[Baypiggies] Fw: Re: Preserving integers when loading a file into a list
Seth Friedman
sfseth at gmail.com
Mon Jun 16 09:18:28 CEST 2008
ok i'm a python newb, but can someone answer the following syntax question
that's been bugging me:
the following line
temp = [try_int_convert(x) for x in line.strip().split(' ')]
what is temp = [ ...whatever ... ] doing?
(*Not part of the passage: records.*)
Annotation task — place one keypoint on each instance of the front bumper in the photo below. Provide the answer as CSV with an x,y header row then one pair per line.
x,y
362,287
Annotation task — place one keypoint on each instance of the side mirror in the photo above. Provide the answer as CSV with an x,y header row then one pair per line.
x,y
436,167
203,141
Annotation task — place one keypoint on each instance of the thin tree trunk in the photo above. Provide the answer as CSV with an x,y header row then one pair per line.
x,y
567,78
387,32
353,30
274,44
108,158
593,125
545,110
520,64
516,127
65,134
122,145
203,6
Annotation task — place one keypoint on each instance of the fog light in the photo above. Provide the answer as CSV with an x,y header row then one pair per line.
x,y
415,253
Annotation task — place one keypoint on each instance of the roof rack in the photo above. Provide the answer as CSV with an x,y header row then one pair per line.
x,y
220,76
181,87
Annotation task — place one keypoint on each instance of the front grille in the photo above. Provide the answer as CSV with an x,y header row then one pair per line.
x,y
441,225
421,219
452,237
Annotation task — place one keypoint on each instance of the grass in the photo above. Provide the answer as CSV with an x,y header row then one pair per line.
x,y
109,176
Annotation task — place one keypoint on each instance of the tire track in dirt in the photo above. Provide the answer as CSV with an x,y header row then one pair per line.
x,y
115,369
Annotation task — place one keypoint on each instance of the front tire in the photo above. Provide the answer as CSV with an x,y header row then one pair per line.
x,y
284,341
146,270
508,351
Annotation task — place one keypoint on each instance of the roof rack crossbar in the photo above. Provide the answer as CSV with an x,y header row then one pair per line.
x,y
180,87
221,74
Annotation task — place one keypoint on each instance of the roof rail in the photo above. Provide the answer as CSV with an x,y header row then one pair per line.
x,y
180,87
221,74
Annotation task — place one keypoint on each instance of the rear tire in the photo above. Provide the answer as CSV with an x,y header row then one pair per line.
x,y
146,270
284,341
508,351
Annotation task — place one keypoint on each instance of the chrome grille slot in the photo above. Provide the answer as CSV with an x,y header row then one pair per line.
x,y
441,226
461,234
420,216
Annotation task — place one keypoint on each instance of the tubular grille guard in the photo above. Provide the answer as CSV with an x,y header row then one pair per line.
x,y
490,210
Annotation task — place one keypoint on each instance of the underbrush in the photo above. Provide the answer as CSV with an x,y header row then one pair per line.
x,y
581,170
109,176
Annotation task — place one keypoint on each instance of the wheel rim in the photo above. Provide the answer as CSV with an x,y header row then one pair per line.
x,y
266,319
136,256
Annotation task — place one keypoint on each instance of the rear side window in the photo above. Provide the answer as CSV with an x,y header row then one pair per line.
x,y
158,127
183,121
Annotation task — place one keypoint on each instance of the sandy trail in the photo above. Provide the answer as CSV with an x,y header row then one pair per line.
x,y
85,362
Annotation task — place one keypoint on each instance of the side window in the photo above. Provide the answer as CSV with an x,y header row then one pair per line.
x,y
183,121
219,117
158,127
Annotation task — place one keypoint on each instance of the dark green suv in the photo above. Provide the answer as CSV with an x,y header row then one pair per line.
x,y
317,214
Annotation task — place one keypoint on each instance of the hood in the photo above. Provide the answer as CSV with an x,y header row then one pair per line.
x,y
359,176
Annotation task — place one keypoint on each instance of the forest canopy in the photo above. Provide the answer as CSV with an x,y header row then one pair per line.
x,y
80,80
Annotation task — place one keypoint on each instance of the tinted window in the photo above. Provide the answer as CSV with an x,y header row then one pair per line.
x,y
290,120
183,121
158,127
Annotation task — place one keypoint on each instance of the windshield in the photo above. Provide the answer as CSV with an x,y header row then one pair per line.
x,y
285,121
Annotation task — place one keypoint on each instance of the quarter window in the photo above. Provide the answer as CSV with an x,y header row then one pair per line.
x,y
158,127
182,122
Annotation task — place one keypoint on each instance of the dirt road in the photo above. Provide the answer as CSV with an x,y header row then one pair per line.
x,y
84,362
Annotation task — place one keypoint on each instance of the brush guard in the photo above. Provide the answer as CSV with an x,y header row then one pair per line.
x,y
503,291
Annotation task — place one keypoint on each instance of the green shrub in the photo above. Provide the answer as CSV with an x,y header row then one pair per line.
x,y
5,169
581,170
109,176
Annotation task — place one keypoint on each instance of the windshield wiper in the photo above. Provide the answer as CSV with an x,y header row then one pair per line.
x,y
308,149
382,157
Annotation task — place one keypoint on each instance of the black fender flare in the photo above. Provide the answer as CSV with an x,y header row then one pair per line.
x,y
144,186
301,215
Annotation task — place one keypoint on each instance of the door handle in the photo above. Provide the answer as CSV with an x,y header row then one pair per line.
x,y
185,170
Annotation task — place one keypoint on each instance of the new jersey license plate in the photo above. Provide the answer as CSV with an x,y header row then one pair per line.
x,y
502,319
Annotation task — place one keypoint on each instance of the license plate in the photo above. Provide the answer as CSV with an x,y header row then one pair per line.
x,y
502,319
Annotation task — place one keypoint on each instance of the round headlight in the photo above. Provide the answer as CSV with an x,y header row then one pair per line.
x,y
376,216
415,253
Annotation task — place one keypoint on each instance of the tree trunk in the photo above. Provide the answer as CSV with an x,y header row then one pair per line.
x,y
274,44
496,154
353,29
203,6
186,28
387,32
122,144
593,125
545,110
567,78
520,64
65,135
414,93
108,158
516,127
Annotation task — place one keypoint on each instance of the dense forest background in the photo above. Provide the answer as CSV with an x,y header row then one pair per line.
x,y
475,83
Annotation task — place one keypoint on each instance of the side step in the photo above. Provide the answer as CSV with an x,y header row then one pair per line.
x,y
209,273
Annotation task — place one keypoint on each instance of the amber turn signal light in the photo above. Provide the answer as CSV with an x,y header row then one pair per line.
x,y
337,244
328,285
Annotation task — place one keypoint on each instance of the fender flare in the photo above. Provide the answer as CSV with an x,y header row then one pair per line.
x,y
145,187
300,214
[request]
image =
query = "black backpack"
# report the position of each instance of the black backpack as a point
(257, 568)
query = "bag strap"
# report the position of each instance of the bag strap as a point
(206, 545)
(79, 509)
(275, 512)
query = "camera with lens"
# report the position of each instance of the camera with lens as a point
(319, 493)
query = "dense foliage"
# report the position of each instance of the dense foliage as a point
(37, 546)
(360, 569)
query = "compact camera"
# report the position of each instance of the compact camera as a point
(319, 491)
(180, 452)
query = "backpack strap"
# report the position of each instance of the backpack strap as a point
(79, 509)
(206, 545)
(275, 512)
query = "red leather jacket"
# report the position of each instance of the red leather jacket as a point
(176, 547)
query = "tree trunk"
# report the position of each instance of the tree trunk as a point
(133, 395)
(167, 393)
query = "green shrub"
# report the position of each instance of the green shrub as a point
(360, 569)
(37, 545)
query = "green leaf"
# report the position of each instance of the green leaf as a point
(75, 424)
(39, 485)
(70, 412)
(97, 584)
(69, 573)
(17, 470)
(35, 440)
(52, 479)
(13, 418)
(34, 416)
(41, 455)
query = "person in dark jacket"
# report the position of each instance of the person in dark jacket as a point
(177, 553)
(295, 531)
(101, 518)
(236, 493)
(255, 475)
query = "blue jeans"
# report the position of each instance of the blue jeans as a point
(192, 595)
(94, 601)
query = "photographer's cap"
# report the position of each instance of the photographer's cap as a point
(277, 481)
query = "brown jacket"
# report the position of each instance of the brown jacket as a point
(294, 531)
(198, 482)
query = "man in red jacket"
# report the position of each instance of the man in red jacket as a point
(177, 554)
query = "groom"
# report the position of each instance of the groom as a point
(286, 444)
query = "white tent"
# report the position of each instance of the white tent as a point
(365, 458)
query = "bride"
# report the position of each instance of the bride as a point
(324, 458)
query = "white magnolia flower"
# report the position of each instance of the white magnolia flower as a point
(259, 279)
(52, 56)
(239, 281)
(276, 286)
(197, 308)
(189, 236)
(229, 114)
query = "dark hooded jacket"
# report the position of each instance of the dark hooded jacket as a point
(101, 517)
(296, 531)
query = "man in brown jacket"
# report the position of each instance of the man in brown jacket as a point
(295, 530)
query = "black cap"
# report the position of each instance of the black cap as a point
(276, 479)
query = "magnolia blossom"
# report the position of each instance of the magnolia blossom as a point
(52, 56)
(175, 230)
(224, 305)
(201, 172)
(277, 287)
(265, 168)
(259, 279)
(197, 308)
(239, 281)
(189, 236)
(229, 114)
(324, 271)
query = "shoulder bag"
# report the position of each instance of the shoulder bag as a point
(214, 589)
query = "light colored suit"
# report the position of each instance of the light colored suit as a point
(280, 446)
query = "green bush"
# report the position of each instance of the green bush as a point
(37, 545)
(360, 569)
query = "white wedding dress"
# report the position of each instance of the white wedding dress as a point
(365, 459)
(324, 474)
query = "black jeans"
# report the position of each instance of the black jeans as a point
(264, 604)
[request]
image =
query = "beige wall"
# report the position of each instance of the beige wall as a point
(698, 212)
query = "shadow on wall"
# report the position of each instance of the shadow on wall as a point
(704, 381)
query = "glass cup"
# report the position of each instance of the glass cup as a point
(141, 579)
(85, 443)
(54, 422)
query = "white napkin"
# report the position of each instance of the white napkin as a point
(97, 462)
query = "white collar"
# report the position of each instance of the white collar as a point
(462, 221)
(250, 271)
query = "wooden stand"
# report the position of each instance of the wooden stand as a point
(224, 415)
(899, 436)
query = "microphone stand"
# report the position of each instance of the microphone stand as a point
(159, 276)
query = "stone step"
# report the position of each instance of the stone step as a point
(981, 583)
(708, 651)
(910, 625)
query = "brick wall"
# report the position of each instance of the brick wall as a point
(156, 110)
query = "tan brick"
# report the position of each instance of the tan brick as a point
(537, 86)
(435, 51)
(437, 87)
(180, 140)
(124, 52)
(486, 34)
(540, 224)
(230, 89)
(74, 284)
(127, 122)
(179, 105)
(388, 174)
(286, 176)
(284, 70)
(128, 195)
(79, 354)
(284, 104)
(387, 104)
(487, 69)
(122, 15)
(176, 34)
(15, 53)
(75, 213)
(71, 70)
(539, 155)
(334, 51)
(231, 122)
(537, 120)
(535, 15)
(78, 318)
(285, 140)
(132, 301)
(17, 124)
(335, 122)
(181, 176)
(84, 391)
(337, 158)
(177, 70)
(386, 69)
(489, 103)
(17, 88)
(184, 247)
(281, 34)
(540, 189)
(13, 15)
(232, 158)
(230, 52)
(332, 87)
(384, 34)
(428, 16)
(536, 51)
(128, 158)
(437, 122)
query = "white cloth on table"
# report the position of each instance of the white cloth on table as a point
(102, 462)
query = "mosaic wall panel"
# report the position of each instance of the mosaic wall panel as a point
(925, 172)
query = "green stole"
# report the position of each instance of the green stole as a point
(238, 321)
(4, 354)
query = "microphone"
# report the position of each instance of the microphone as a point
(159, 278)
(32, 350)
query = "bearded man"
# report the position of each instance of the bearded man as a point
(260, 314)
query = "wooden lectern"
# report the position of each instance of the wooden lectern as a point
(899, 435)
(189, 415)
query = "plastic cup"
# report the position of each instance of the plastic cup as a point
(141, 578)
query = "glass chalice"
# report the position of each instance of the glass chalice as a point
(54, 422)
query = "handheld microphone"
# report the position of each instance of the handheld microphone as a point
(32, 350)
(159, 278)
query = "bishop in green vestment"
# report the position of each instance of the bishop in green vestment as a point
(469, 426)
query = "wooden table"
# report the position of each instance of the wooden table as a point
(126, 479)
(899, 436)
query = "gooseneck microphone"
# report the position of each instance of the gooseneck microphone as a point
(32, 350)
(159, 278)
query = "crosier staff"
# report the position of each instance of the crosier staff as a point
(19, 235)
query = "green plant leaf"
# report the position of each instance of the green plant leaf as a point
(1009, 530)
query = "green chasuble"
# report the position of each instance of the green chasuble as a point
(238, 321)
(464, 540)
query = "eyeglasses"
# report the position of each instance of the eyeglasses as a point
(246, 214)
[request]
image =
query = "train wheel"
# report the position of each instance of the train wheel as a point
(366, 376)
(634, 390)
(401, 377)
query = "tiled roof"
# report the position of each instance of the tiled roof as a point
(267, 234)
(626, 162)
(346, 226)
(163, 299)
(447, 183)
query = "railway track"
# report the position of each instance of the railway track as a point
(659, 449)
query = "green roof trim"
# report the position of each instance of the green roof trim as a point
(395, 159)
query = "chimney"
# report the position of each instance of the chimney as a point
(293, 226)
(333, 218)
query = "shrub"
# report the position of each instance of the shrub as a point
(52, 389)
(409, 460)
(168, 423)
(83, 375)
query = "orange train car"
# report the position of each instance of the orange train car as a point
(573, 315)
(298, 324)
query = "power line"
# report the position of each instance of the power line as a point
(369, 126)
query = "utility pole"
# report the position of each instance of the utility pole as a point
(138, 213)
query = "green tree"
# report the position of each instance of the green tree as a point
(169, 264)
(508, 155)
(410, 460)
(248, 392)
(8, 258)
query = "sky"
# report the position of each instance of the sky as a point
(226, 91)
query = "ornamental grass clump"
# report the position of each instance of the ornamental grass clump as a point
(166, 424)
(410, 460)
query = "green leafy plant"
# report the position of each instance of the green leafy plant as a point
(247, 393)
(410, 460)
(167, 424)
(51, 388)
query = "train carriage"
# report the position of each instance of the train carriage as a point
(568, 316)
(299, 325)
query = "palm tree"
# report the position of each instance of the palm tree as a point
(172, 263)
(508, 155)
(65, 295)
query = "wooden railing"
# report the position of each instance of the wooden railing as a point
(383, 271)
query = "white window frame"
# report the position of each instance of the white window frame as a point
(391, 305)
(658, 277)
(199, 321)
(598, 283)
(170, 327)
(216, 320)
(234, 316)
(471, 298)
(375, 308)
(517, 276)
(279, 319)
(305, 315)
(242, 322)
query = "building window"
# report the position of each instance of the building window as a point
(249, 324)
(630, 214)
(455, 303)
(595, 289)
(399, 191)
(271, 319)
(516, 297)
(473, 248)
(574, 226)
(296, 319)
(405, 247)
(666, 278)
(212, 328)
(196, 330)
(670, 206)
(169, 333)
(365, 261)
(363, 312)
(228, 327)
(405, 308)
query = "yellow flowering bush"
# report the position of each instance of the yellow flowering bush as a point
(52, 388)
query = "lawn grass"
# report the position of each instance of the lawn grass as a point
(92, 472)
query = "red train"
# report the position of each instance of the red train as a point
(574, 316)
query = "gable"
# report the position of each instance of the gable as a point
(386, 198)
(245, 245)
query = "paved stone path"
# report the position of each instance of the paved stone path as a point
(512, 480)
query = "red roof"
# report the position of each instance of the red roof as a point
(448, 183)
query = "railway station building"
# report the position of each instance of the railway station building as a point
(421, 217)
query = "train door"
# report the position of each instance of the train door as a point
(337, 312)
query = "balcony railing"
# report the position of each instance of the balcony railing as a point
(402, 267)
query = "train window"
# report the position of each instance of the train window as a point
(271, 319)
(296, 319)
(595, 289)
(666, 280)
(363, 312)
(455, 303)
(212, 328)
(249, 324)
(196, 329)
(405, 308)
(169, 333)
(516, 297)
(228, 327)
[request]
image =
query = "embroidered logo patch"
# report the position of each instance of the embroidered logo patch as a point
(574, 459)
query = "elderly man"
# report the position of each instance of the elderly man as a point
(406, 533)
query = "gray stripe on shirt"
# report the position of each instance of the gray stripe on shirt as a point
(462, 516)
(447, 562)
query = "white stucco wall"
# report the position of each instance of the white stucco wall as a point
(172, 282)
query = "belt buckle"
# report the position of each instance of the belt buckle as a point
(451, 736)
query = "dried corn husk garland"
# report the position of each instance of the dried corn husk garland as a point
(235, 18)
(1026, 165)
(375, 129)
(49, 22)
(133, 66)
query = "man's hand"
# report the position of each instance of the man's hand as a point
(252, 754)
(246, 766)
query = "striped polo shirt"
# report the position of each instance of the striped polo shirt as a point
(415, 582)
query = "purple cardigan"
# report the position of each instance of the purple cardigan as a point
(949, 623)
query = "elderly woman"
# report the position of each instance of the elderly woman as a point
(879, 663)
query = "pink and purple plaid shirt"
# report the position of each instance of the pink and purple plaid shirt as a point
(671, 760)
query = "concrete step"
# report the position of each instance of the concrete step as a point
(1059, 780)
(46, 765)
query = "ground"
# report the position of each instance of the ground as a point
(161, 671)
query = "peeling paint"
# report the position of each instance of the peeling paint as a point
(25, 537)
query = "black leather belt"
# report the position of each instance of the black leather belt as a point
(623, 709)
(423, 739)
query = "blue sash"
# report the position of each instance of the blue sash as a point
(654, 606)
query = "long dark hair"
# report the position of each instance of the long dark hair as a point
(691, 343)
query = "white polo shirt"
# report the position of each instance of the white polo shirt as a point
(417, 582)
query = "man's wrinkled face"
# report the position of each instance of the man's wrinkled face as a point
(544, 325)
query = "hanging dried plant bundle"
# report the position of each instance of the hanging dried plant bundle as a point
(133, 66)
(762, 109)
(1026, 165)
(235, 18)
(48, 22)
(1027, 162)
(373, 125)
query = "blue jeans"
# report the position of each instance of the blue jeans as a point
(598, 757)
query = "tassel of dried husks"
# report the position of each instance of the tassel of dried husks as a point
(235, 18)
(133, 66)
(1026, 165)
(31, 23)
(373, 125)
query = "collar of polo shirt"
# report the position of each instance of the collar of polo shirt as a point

i'm used to [ .. ] as array syntax, clearly i'm missing some capability
here. what does python code enclosed in square brackets do? i could
guess but seems like i might get a stronger answer from the experts.
~seth
On Mon, Jun 16, 2008 at 12:08 AM, Al Nevarez <anevare2 at yahoo.com> wrote:
> Thanks for the tips everyone.
> I'm running an older version of Python.. but the following combination of
> your suggestions worked just fine in yielding a list of lists with integers
> and strings preserved.
>
> my_data[]
> data_file='datasource.txt'
>
> def try_int_convert(sval):
> try:
> return int(sval)
> except ValueError:
> return sval
>
> for line in open(data_file):
> temp = [try_int_convert(x) for x in line.strip().split(' ')]
> my_data.append(temp)
>
>
> Works fine when the value is blank in the original tab delimited file too
> (must be a tab there of course). Seems to work perfectly, but does anybody
> spot any issue?
>
>
> Al
>
>
>
> --- On Sun, 6/15/08, Brent Pedersen <bpederse at gmail.com> wrote:
>
> > From: Brent Pedersen <bpederse at gmail.com>
> > Subject: Re: [Baypiggies] Preserving integers when loading a file into a
> list
> > To: "Jason Culverhouse" <jason at mischievous.org>
> > Cc: baypiggies at python.org
> > Date: Sunday, June 15, 2008, 1:46 PM
> > On Sun, Jun 15, 2008 at 12:31 PM, Jason Culverhouse
> > <jason at mischievous.org> wrote:
> > > not x.isdigit() and x or int(x) is going to fail for
> > empty string... ''
> > > not False and '' or int('')
> > <-value error since
> > >
> > > You could combine Adam's try_int_convert
> > >
> > > import csv
> > > import functools
> > > import sys
> > >
> > > i = functools.partial(map, try_int_convert) # maybe
> > convert a list to int
> > > t = functools.partial(tuple) # convert to tuple, not
> > sure if you need the in
> > > tuples
> > >
> > > #Read a TSV file from stdin and convert
> > > [t(i(line)) for line in csv.reader(sys.stdin,
> > dialect='excel-tab')]
> > >
> > > Jason
> >
> > good point. out of curiosity, how is t =
> > functools.partial(tuple),
> > then using t() different from using tuple() directly?